Theriault criticized Golden during the debate for previously opposing tariffs in 2018, using his oft-repeated characterization of the congressman as a “flip-flopper.”

“First of all,” Golden rebutted, “if Austin does this job long enough, he’s going to find some things where he says, ‘you know what, I’ve changed my mind. I’ve got a different perspective right now.’” 

Now, Golden thinks the U.S. should continue the current tariffs and expand them. 

1st District

U.S. Rep Chellie Pingree of Maine, a Democrat, said she would not support Golden’s proposal to impose a 10% tariff on all imports. 

“While there are strategic benefits for imposing tariffs in specific situations, a universal tariff is an enormous tax on consumers, will almost certainly spike inflation, and is almost entirely opposed by economists,” Pingree told Maine Morning Star. 

Pingree, who has held southern Maine’s U.S. House seat since 2009, will be facing two challengers, Republican Ron Russell and independent Ethan Alcorn, in the Nov. 5 election. 

Russell also has concerns about the universal nature of Golden’s tariff plan. 

“Tariffs are a good tool to change behavior,” Russell said. “However, I think tariffs should be targeted as opposed to blanket tariffs.”

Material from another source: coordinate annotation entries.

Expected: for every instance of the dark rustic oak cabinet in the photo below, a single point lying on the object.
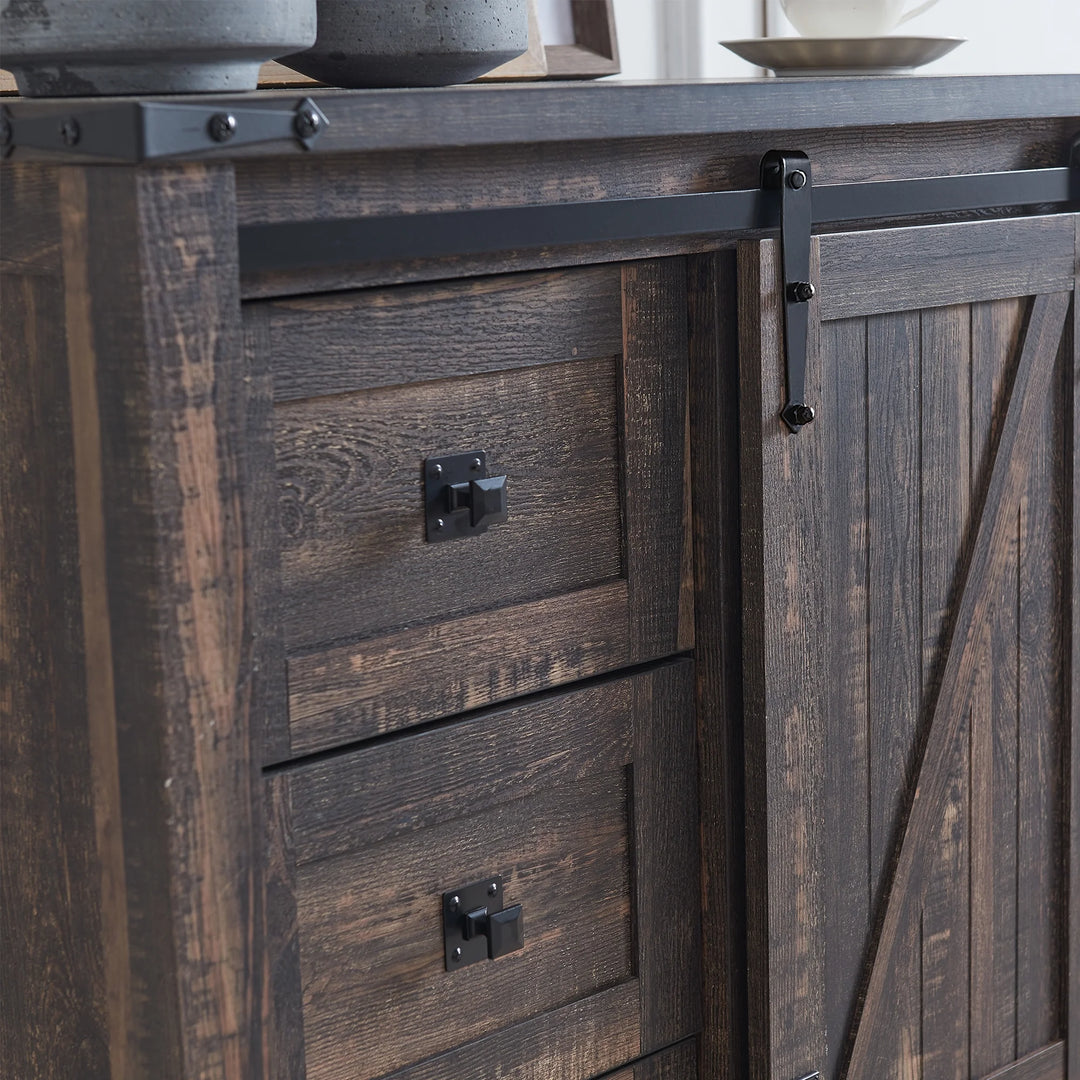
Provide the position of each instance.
(772, 736)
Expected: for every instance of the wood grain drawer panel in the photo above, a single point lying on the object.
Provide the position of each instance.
(368, 628)
(354, 561)
(340, 342)
(583, 801)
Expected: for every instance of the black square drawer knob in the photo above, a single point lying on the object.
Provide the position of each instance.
(505, 932)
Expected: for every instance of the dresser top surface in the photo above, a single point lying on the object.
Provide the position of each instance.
(379, 120)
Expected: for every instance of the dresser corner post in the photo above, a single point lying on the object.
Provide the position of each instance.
(159, 401)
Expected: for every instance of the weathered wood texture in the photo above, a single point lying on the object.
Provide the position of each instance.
(584, 802)
(154, 741)
(445, 178)
(586, 416)
(714, 422)
(928, 498)
(54, 878)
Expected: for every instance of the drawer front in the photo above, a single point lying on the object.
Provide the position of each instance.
(584, 804)
(574, 386)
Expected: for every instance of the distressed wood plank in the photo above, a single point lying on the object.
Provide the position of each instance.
(848, 845)
(940, 265)
(945, 419)
(1041, 598)
(653, 412)
(354, 558)
(338, 343)
(784, 726)
(666, 856)
(1048, 1063)
(1030, 386)
(997, 336)
(714, 422)
(57, 1015)
(158, 251)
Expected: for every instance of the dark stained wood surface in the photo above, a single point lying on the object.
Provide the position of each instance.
(365, 689)
(656, 498)
(1047, 1063)
(354, 558)
(976, 943)
(593, 568)
(603, 858)
(556, 112)
(343, 342)
(783, 554)
(158, 329)
(288, 189)
(676, 1063)
(1071, 515)
(56, 866)
(942, 265)
(714, 421)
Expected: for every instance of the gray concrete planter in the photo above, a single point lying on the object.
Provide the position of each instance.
(67, 48)
(413, 42)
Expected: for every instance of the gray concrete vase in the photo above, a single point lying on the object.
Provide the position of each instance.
(66, 48)
(413, 42)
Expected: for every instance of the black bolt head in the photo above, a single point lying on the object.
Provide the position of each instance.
(70, 132)
(307, 123)
(221, 126)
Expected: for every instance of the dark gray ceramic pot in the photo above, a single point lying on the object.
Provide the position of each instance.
(413, 42)
(66, 48)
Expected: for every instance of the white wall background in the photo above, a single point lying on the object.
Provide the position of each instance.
(678, 39)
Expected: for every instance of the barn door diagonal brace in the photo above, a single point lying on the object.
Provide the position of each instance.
(787, 173)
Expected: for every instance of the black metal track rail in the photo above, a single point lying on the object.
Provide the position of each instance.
(296, 245)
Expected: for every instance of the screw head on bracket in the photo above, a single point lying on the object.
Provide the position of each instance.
(308, 122)
(70, 132)
(221, 126)
(799, 414)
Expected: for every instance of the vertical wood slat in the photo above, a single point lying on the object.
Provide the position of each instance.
(714, 420)
(653, 412)
(945, 409)
(782, 493)
(1040, 606)
(848, 881)
(164, 320)
(1072, 631)
(55, 867)
(997, 329)
(666, 866)
(1027, 397)
(894, 642)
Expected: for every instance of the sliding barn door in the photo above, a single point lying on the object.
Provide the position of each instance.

Alcorn did not respond to multiple requests from Maine Morning Star about his stance on tariff policy.

U.S. Senate 

U.S. Sen. Angus King, an independent, did not respond when asked whether he would support Golden’s bill. Previously, King had opposed tariffs broadly imposed by the former Trump administration on imported steel and aluminum, citing negative effects on local businesses that rely on those products and U.S. allies not excluded from the tariffs. 

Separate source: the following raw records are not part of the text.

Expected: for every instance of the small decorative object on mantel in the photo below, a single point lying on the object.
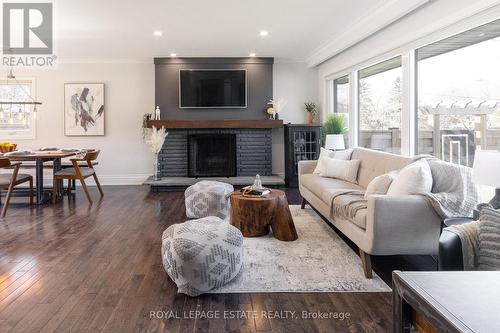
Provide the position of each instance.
(270, 111)
(157, 113)
(155, 142)
(278, 105)
(312, 111)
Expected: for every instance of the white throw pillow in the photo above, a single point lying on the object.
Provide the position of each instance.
(380, 184)
(325, 153)
(412, 179)
(340, 169)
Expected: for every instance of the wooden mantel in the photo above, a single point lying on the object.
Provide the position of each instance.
(187, 124)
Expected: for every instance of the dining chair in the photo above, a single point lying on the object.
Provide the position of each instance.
(9, 181)
(78, 172)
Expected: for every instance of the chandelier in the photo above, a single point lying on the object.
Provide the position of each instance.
(7, 106)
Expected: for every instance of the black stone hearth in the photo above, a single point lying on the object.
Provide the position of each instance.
(212, 155)
(253, 151)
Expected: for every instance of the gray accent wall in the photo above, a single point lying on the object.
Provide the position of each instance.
(259, 87)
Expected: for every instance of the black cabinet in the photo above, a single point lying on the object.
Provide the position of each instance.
(302, 143)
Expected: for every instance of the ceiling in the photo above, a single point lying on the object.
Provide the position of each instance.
(123, 29)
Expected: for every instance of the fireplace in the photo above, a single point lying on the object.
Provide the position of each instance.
(211, 155)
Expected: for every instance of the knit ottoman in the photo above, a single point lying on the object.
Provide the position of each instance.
(207, 198)
(200, 255)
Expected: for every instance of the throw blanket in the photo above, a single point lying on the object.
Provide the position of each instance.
(453, 192)
(349, 203)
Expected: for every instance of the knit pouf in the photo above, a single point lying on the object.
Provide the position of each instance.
(207, 198)
(200, 255)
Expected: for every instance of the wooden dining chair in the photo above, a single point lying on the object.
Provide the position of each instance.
(78, 172)
(9, 181)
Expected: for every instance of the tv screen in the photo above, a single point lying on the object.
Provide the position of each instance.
(218, 88)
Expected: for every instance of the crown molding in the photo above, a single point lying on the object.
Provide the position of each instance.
(364, 27)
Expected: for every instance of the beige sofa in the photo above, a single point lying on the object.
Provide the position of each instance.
(391, 225)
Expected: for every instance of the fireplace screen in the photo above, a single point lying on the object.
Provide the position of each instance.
(212, 155)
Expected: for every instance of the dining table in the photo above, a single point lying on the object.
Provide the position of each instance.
(40, 157)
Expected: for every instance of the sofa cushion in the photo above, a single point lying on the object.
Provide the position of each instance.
(344, 170)
(380, 184)
(318, 185)
(414, 178)
(325, 153)
(375, 163)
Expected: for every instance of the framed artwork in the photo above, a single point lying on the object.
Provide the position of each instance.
(84, 109)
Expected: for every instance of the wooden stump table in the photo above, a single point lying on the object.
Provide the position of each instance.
(254, 216)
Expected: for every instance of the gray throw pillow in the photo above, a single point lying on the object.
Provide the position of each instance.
(489, 240)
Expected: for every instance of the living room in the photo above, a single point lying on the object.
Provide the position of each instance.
(265, 166)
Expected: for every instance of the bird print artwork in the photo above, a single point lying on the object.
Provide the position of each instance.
(85, 110)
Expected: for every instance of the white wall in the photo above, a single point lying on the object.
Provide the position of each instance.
(129, 93)
(296, 83)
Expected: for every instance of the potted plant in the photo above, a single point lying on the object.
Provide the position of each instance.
(312, 111)
(335, 124)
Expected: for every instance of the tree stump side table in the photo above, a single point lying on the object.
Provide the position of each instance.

“You want to do these kinds of things with a scalpel not a chainsaw,” King said at the time. 

King, who has held his Senate seat since 2013 after serving as Maine governor, is being challenged by Democrat David Costello, Republican Demi Kouzounas and independent Jason Cherry. 

Costello said he would not support Golden’s plan for a 10% universal tariff on imports. 

“While I would support maintaining the strategic, targeted tariffs levied by the Biden administration,” Costello said, “I would not support legislation levying a 10% tariff on all imports.”

Kouzounas did not respond to multiple requests from Maine Morning Star about her stance on tariff policy, but in an interview with News Center Maine in June, Kouzounas suggested higher tariffs may be needed.

“We need to bring jobs back here, and we need to maybe add a little bit more tariffs,” Kouzounas said.

Overall, Cherry said he supports tariffs, though has some hesitation about Golden’s plan. 

“At first glance it appears to be overly broad in that it could limit the import of construction materials needed to address the housing crisis and items relied upon by U.S. businesses,” Cherry said. “However, since the measures are focused on tariffs for imports used to support federally funded projects and boost the domestic economy, I would be in favor of such measures.”

Cherry caveated that he would want to hear from Mainers opposed to the tariff plan before ultimately determining his stance.